I frown at the sound of this. "Either way it's not going to work." I sigh.
"Don't be such a party pooper, it'll be fun and will definitely take your mind off the cannibal hunting you down situation." He explains.
I tremble a little since just hearing the word cannibal makes me instantly relive what happened to me. Kier notices my reaction and gives me a sorry look.
"We are going to get him, you have to believe that." He tries to reassure me.
"I know, I'm just worried about what he's going to do before we catch him again." I reply.
"Stop thinking about it!" He warns.
I force a smile. "I can't ever turn it all off. I'm only good at my job because I suspect everything and struggle to trust anyone. I'm a total freak." I sigh.
"Stop being so hard on yourself. Yes, you're unique but that doesn't make you anything less than a key asset to this whole police department." He tries to convince me.
"I don't know if I'm losing my mind or not but do you ever feel like everything's drifting further away?" I ask him, feeling completely hopeless at just asking it.
He gives me a very worried look. "I know what you mean but I haven't felt like that in a long time. You should make sure that you keep seeing doctor Illingworth, he can help you overcome that." He tries to not be offensive.
I only manage a bitter chuckle. "Sorry I scared you, I just get so panicky that sometimes the thought of actually getting killed by that animal doesn't seem so bad. I mean, I really hope he'll not eat me when I'm still alive but it'll all stop eventually, right?" I question.
He seems to be upset to hear me talking like this. "Drew, what you're saying is perfectly logical but you need to keep fighting. My brother died, trying to protect you. I know this might not seem very fair to say this to you but it's certainly true. I know that he'd understand what you're feeling right now better than I do but I don't think he'd want you to join him so soon." He carefully words. "Please, Drew, you can't just let them destroy you like that. So what if you're paranoid and hiding from the enemy, you're brilliant at what you do and after Ralph died, you're all I have left." He almost pleads.
"Why don't you ever talk about your parents? They're still alive, I know they are so why don't you ever go to see them?" I ask him harshly.
He stares at me with his mouth agape. "You're outta line." He warns.
"In what way?" I growl.
"Ralph must've told you." He shakily replies, his eyes watering up a little.

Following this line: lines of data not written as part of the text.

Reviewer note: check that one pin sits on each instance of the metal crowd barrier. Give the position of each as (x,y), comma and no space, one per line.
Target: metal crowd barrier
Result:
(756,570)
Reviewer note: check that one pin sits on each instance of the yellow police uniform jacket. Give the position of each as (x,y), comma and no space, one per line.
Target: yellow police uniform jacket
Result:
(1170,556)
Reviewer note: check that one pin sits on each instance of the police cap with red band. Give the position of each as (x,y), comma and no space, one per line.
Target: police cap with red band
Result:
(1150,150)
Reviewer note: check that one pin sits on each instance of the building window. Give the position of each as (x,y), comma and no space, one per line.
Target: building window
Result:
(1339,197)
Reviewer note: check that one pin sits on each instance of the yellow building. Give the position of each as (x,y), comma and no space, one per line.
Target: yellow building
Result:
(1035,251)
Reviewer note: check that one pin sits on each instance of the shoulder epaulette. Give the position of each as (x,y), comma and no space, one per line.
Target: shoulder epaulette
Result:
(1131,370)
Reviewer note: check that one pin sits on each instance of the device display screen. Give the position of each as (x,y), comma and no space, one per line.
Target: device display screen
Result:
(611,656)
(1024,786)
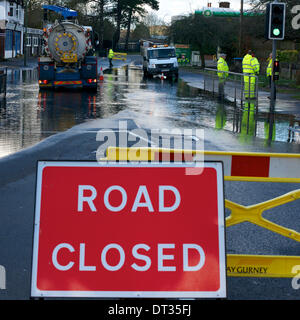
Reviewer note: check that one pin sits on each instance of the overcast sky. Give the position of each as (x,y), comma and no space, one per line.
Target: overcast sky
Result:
(168,8)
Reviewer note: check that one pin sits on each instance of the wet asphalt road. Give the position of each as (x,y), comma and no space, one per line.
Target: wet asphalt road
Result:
(30,116)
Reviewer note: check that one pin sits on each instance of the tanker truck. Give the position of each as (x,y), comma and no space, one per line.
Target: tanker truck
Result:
(67,59)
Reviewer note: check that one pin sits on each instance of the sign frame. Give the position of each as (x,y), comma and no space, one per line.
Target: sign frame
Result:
(220,293)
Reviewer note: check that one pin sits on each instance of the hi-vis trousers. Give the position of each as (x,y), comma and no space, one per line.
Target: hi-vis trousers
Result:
(249,85)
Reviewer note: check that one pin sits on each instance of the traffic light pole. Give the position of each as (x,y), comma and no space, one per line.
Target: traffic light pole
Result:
(273,90)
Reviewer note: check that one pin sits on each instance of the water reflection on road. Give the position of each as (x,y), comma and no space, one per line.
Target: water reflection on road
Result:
(28,115)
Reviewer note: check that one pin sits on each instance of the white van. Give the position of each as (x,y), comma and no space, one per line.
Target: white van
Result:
(160,59)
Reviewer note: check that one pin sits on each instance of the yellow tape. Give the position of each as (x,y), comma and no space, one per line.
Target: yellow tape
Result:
(269,266)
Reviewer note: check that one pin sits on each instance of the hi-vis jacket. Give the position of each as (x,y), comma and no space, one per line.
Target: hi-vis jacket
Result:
(110,54)
(255,65)
(250,64)
(269,68)
(222,66)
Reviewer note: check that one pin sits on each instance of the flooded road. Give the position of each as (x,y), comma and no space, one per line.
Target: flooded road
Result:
(28,115)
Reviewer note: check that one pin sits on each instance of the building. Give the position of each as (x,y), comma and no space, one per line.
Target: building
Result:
(12,31)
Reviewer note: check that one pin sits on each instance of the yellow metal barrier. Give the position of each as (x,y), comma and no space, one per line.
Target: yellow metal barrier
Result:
(265,167)
(120,56)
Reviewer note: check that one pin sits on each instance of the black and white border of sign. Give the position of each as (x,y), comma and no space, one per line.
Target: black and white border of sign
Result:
(220,293)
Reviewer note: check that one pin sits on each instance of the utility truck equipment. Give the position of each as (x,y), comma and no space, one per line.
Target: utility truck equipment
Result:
(159,59)
(67,59)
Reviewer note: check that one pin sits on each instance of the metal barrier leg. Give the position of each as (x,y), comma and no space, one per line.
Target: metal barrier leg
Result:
(254,213)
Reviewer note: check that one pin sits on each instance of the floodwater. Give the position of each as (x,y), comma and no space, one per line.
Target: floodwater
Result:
(28,115)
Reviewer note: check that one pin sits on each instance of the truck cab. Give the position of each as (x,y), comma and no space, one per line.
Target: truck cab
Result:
(160,59)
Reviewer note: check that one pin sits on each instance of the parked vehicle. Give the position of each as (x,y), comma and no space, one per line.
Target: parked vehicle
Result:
(68,59)
(159,59)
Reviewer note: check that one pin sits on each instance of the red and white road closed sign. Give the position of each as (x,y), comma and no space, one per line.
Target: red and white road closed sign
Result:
(129,230)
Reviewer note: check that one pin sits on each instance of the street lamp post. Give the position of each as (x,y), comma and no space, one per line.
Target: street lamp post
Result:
(25,34)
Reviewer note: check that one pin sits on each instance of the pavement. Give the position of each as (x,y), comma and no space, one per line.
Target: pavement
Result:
(17,190)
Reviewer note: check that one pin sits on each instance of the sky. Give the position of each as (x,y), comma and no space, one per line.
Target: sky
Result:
(169,8)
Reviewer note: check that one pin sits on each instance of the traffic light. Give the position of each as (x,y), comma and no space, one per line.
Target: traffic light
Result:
(276,70)
(275,20)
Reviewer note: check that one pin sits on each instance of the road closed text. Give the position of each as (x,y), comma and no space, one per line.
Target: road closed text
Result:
(88,193)
(165,257)
(129,230)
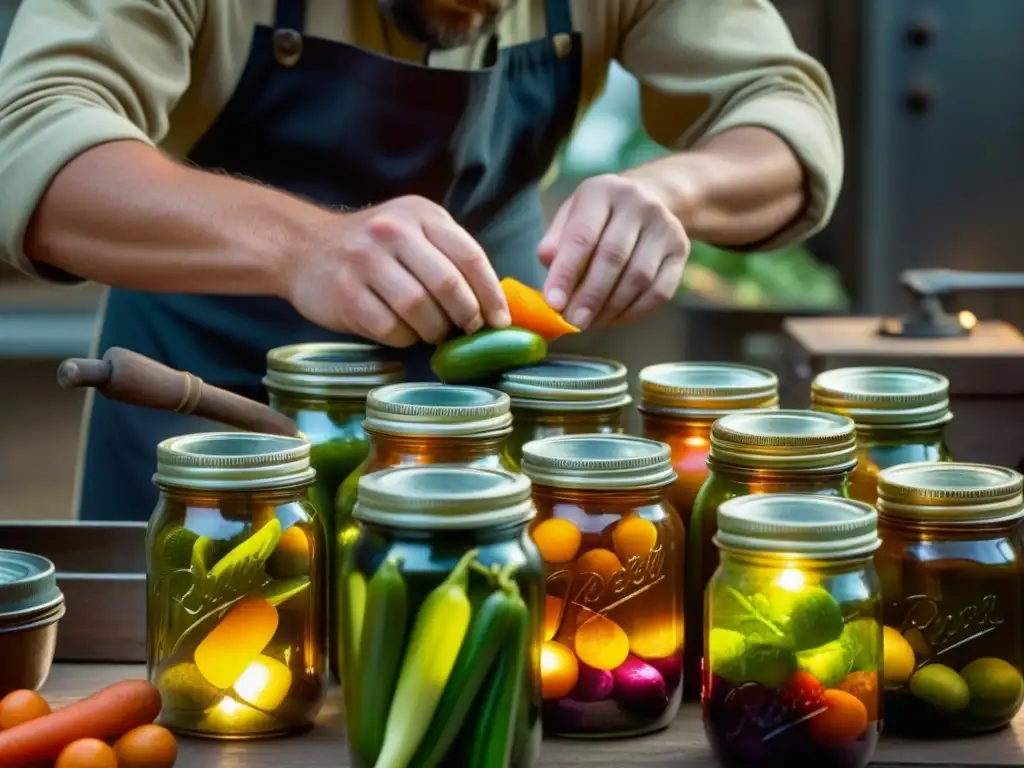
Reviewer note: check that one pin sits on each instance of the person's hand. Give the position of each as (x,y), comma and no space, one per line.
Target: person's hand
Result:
(397,272)
(614,252)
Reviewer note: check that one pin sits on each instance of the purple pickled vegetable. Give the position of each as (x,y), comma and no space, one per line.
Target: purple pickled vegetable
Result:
(671,669)
(593,685)
(640,686)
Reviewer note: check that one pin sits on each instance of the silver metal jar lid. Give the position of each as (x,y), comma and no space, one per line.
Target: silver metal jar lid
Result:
(817,527)
(790,440)
(28,588)
(598,462)
(443,498)
(568,382)
(706,390)
(438,411)
(233,461)
(876,396)
(950,493)
(330,370)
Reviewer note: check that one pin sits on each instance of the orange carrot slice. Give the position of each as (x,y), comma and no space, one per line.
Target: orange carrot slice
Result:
(529,310)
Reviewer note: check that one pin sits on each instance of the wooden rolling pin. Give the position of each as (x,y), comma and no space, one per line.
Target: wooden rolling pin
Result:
(132,378)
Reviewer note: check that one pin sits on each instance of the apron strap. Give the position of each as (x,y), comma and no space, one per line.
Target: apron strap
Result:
(291,14)
(559,16)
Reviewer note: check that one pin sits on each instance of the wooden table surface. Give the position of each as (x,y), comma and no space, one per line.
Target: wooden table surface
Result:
(682,744)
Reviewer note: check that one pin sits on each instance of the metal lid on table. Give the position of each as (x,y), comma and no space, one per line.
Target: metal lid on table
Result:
(790,440)
(233,461)
(28,589)
(330,370)
(706,390)
(598,462)
(568,383)
(443,498)
(950,493)
(794,524)
(880,396)
(438,411)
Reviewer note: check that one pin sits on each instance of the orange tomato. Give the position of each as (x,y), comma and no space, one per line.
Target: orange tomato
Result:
(87,753)
(634,537)
(20,707)
(604,562)
(863,685)
(557,539)
(146,747)
(843,719)
(559,671)
(601,643)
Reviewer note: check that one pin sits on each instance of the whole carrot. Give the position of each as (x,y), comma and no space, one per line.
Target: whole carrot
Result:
(105,715)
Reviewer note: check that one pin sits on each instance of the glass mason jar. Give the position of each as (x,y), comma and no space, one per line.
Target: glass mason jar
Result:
(565,394)
(323,387)
(794,634)
(417,424)
(951,567)
(236,560)
(441,632)
(679,401)
(758,452)
(900,414)
(611,662)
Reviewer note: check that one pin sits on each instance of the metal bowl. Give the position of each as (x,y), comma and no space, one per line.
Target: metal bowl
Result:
(31,607)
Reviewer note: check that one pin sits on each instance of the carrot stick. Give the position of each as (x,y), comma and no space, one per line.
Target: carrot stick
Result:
(105,715)
(529,310)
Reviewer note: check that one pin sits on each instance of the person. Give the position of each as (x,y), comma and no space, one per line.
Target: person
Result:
(250,174)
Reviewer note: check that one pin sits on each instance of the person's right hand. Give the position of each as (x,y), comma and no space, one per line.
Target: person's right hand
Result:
(395,273)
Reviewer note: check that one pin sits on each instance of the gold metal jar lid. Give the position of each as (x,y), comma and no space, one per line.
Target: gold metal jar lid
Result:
(330,370)
(598,462)
(816,527)
(877,396)
(438,411)
(788,440)
(950,493)
(233,461)
(439,498)
(706,390)
(568,382)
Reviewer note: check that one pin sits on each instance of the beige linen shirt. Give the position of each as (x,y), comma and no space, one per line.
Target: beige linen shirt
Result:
(79,73)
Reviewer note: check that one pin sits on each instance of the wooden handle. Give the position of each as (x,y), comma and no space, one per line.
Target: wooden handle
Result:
(132,378)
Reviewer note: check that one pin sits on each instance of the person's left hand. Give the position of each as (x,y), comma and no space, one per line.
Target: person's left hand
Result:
(614,250)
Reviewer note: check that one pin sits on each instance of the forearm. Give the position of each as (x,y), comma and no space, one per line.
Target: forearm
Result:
(124,215)
(739,187)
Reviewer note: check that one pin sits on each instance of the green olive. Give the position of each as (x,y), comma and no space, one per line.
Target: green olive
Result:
(941,687)
(996,688)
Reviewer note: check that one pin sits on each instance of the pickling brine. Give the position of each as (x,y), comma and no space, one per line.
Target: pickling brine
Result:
(611,662)
(793,658)
(237,566)
(900,414)
(440,629)
(951,565)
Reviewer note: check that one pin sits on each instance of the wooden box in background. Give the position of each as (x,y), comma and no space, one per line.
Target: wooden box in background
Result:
(985,372)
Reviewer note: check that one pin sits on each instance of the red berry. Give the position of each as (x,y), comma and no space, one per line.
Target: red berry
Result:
(804,693)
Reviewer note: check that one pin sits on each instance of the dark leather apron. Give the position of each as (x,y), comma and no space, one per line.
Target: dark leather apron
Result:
(344,127)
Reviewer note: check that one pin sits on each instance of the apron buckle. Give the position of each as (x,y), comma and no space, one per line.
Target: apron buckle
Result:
(562,44)
(287,47)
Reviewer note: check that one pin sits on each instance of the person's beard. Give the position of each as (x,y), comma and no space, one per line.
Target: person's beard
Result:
(442,25)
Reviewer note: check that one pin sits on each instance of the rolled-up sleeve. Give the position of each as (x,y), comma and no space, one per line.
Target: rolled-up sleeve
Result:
(709,66)
(76,74)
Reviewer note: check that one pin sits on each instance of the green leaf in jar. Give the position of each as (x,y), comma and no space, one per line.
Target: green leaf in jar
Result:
(239,572)
(204,554)
(282,590)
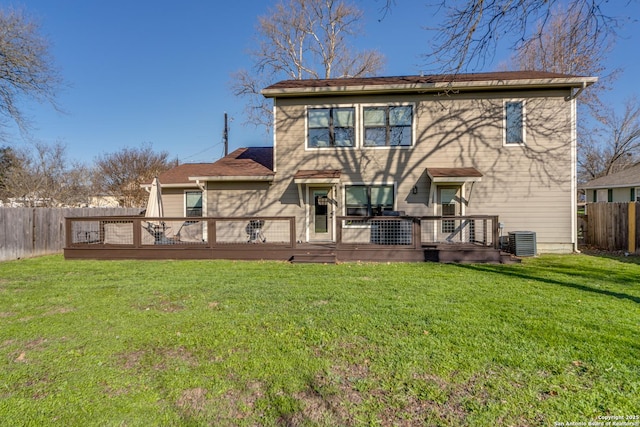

"If he told me why would I need to ask you?" I confront.
"Stop it Drew." He warns, actually sniffing and wiping his eyes with the back of his hand.
"Why should I if you can't even tell me the truth? What was so wrong with your parents that Ralph had to stress himself looking after you when they would've been perfectly capable of doing so themselves?" I harshly continue.
"They weren't capable." He whimpers, unable to look at me.
"Stop being such a baby and tell me what was wrong with them!" I warn.
He shakes his head, sobbing. I'm partly expecting an answer but he seems to be weeping about something else entirely. "If I had known Ralph was gonna die, I wouldn't have been so mad at him. I'm sorry, I wasn't trying to hurt him."
"Well you certainly did! Do you know what his last words were?" I hiss.
"SHUT UP!" He screams at me, tugging his hair and covering his ears as he curls up on the floor.
I flinch a little at how much he actually strains his voice, starting to put myself in co-pilot mode and just coasting through this, continuing to rip into the young trainee.
"You should've known that I'm a monster. Even Ralph wouldn't be spared of my critical analysis so don't take this personally. This is what I'm so good at! I'm a piece of shit who asks the questions no one wants to answer. Tell me, is it really that much of a good thing that I'm like this?" I challenge.
"I don't care about just your job, you're my friend!" Kier snaps. "You might not think I'm your friend because you were my brother's friend first but you're a good friend to me okay, probably a better friend than all the other people in the Academy." He argues. "I understand that you're going through something really horrible but please... don't take it out on me!" He tells me sternly.
I stop at the sight of him like this, feeling pent-up guilt building up in my chest at the thought that I was the one who upset him like this. "I'm sorry Kier, it was wrong of me to attack you like that." I slowly admit. "I won't blame you if you can't forgive me but are you still willing to remain my partner?"
He lets out a little laugh as he wipes his face. "Don't be silly, I've worked so hard to be a cop to let that little dispute stop me." He lightly replies. "You're stressed and not really yourself so I can forgive you. I just wasn't expecting you to be so upfront or confrontational." He admits.
"I've always been a brat." I tell him honestly.
"That might be true but I see what Ralph liked about you." He smiles before getting up and heading to his bedroom with his bag, probably to do some homework before bed. He doesn't even say anything like 'goodnight', letting me know that I really screwed up there.
I let out a shaky sigh, just wanting the floor to swallow me up so that something like that doesn't ever happen again.
What have I done? Kier... Ralph will you ever be able to forgive me for making him cry like this? I still just don't understand. If your parents are still out there why did you take him in? If he was angry at you, why didn't he just move in with his parents?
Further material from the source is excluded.